2007年5月23日: 年間の交通事故死者数の記事

 今朝の朝日新聞のwebニュースを見ていたら、次のような記事を目にして驚いた。
「05年の交通事故死者数は前年比で487人減の6871人となり、56年以来49年ぶりに7000人を下回ったことが、23日に閣議決定された交通安全白書でわかった。 一方、鉄道交通事故の死傷者数は、昨年4月のJR宝塚線(福知山線)脱線事故や同12月のJR羽越線脱線・転覆事故などで、前年の倍以上にのぼる1358人となった。」

 いくら何でも誤報だろう。 “56年以来49年ぶり”とあるから記者は1956年のつもりで書いているのだろうが、そんな馬鹿なことはあり得ない。 少し考えれば誰でも分かることだ。 おそらく昭和56年の誤りである。 朝日新聞には昔からこういう鬼面人を驚かす誤報や捏造記事が絶えない。 一昔前のサンゴ落書き記事など今もって語りぐさだ。

 1956年を振り返るとこういう年である。 戦後11年目。その年の7月に発行された経済白書で「もはや戦後ではない」と書かれて話題になった。 言い換えればまだ敗戦の残滓を引きずっていた時代と言うことだ。 総人口は8900万人。今の4分の3である。 生活は苦しいのに空前のベビーブームで毎年人口が80万人増加し、政府は産児制限を奨励した。 今の少子化問題から見ると夢のような話だ。 少し前の朝鮮戦争特需で潤ったものの経済は低迷、輸入急増で外貨準備は6億ドルまで落ち込む。 為替レートはドル360円に固定されていた。 8500億ドルと世界一の外貨準備を誇る今から見ると隔世の感がある。

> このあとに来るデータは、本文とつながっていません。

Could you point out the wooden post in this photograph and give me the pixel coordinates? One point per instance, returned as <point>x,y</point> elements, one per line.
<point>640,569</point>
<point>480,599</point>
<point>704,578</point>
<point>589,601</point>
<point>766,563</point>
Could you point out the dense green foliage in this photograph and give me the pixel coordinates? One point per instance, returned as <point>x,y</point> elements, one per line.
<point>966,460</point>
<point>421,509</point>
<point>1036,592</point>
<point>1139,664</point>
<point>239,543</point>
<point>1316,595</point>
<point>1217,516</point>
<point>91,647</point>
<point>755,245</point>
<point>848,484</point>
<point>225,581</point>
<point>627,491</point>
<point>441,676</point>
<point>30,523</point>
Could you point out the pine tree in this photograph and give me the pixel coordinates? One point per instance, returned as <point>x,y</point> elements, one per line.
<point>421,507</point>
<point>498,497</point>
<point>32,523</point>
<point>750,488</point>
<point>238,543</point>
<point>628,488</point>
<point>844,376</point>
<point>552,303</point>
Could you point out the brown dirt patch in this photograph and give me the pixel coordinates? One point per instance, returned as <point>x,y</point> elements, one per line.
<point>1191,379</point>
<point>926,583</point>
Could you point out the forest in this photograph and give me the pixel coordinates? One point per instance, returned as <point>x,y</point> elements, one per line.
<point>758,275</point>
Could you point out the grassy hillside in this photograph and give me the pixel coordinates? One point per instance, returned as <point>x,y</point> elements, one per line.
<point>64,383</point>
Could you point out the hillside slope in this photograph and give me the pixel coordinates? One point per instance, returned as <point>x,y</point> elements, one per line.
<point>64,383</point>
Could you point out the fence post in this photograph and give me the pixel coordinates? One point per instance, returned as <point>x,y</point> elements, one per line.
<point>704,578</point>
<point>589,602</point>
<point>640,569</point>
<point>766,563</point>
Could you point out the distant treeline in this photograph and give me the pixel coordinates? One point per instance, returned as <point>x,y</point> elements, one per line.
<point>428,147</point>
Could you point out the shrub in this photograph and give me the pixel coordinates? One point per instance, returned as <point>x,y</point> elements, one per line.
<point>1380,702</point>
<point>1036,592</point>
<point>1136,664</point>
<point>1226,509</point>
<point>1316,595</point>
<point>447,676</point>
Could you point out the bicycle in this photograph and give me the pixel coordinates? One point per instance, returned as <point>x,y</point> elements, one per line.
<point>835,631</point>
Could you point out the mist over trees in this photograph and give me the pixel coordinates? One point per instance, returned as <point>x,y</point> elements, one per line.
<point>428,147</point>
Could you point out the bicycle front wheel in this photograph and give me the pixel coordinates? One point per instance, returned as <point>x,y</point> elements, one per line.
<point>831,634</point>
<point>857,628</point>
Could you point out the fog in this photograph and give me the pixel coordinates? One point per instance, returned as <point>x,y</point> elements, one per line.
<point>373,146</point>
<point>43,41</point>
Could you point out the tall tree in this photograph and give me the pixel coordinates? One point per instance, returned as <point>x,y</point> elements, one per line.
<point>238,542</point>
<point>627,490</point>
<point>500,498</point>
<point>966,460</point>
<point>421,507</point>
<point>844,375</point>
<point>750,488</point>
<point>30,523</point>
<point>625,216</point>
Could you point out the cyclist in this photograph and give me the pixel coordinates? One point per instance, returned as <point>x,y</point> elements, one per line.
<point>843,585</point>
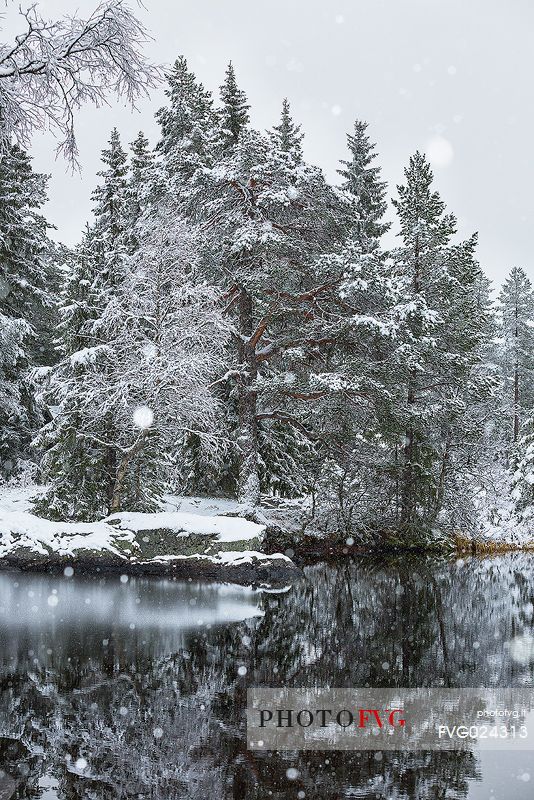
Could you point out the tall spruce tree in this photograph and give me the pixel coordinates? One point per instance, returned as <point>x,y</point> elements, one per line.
<point>437,357</point>
<point>233,114</point>
<point>364,187</point>
<point>516,302</point>
<point>27,300</point>
<point>78,463</point>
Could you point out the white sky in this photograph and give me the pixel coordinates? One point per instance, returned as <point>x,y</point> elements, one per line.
<point>414,69</point>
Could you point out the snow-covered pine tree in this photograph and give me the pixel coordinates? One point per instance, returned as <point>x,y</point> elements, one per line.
<point>27,298</point>
<point>516,306</point>
<point>169,344</point>
<point>233,114</point>
<point>437,350</point>
<point>187,127</point>
<point>142,186</point>
<point>287,135</point>
<point>353,486</point>
<point>269,217</point>
<point>364,187</point>
<point>81,470</point>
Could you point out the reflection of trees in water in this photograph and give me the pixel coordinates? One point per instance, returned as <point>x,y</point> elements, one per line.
<point>431,624</point>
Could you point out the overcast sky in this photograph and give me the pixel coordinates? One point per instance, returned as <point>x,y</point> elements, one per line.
<point>451,77</point>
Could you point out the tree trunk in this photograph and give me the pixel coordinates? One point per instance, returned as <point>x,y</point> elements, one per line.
<point>122,471</point>
<point>516,402</point>
<point>249,482</point>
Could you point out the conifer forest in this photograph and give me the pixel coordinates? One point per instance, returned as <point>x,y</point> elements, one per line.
<point>266,410</point>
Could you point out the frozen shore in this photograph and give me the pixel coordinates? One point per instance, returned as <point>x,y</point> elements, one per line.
<point>189,537</point>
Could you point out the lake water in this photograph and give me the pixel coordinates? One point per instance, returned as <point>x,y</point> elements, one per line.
<point>116,688</point>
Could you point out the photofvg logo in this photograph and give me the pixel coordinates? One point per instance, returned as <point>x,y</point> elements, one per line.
<point>345,718</point>
<point>390,719</point>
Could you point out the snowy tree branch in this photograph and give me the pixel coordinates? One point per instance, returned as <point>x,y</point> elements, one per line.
<point>54,68</point>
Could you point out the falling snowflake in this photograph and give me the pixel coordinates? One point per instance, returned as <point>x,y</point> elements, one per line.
<point>439,151</point>
<point>143,417</point>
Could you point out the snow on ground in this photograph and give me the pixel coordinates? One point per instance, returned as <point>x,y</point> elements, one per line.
<point>227,529</point>
<point>116,534</point>
<point>20,529</point>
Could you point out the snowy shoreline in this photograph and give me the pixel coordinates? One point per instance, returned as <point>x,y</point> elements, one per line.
<point>182,543</point>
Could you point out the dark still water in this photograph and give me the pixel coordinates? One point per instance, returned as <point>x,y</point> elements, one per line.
<point>137,688</point>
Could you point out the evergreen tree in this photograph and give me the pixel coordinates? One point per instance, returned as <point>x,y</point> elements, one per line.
<point>80,469</point>
<point>268,219</point>
<point>438,352</point>
<point>364,187</point>
<point>287,136</point>
<point>233,115</point>
<point>142,186</point>
<point>187,126</point>
<point>516,301</point>
<point>27,299</point>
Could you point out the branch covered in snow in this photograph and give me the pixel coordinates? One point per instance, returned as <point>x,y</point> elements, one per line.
<point>53,68</point>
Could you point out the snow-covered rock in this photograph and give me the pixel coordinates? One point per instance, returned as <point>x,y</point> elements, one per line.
<point>180,542</point>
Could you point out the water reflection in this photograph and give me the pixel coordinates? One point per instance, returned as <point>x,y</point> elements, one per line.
<point>137,689</point>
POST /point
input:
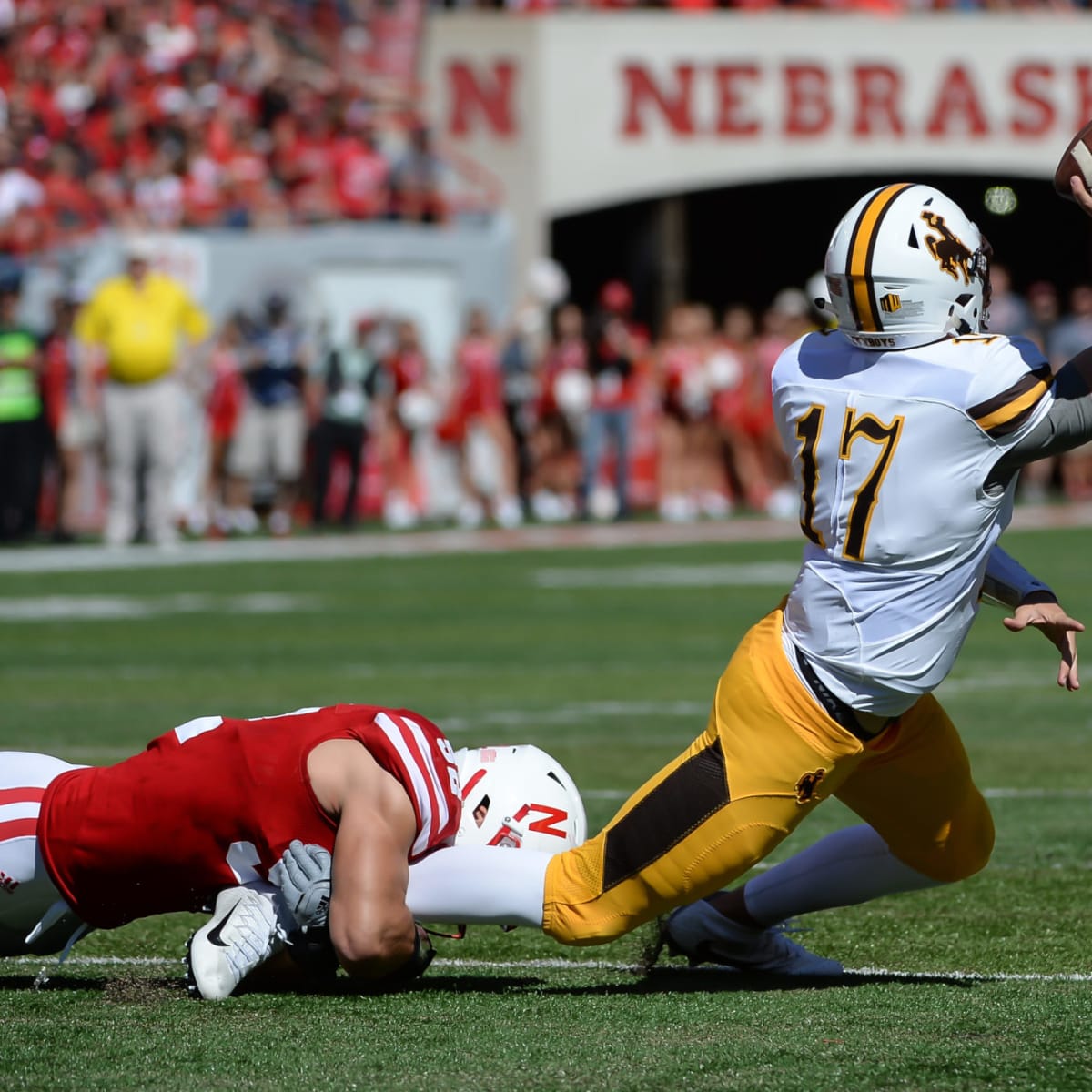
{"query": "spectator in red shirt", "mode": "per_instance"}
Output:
(563, 401)
(361, 175)
(478, 409)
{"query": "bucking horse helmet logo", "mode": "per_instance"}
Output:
(948, 249)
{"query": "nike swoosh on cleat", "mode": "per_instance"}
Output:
(214, 934)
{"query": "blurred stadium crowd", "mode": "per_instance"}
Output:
(159, 115)
(558, 414)
(168, 114)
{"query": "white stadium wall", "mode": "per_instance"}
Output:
(573, 112)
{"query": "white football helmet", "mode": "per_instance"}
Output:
(905, 267)
(518, 797)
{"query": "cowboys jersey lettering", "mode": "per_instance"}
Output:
(891, 452)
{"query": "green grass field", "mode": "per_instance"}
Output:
(607, 659)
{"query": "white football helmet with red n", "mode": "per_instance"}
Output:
(518, 796)
(905, 267)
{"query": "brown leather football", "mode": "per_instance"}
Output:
(1077, 159)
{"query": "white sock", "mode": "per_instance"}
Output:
(469, 885)
(841, 869)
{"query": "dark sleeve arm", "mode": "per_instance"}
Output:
(1067, 425)
(1008, 583)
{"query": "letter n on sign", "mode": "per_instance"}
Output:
(481, 93)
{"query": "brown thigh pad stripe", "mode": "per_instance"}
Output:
(677, 806)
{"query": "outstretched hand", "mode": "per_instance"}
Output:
(1081, 195)
(1053, 622)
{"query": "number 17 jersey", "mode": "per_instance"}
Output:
(891, 452)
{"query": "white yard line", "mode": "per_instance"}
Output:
(426, 543)
(567, 965)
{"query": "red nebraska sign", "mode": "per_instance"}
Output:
(865, 99)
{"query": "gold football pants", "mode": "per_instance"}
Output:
(769, 754)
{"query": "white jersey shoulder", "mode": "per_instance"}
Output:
(891, 452)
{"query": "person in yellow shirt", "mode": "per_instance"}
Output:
(134, 326)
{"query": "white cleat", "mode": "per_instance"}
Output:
(243, 934)
(704, 935)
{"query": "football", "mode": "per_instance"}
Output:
(1077, 159)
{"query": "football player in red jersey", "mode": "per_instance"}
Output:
(206, 813)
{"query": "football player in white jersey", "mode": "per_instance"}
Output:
(907, 426)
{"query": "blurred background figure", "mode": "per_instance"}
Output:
(410, 412)
(223, 405)
(565, 398)
(23, 430)
(132, 326)
(418, 181)
(268, 448)
(476, 427)
(611, 363)
(1071, 336)
(343, 387)
(735, 383)
(1009, 312)
(691, 469)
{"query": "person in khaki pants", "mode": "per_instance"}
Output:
(134, 325)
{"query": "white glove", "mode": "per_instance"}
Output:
(303, 875)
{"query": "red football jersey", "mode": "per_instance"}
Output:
(216, 802)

 自動車について見ると、昭和30年の自動車保有台数はわずか150万台。 今の50分の1に過ぎない。 しかもそのほとんどはトラックで、国産乗用車など皆無に近かった。 トヨタ、日産が初代カローラ、サニーを発売してマイカーブームが起きるのはその10年後の昭和40年である。 仮にこの年に7000人の事故死者が出たとすると、人口比、保有台数比で見て今の7、80倍に相当する猛烈な数である。 凄まじい交通地獄社会だったことになる。 少し考えればいくら何でもおかしいと気が付くはずだ。 これを書いた記者はどういう社会科教育を受けてきたのだろう。 デスクはどういう記事校閲をしているのだろう。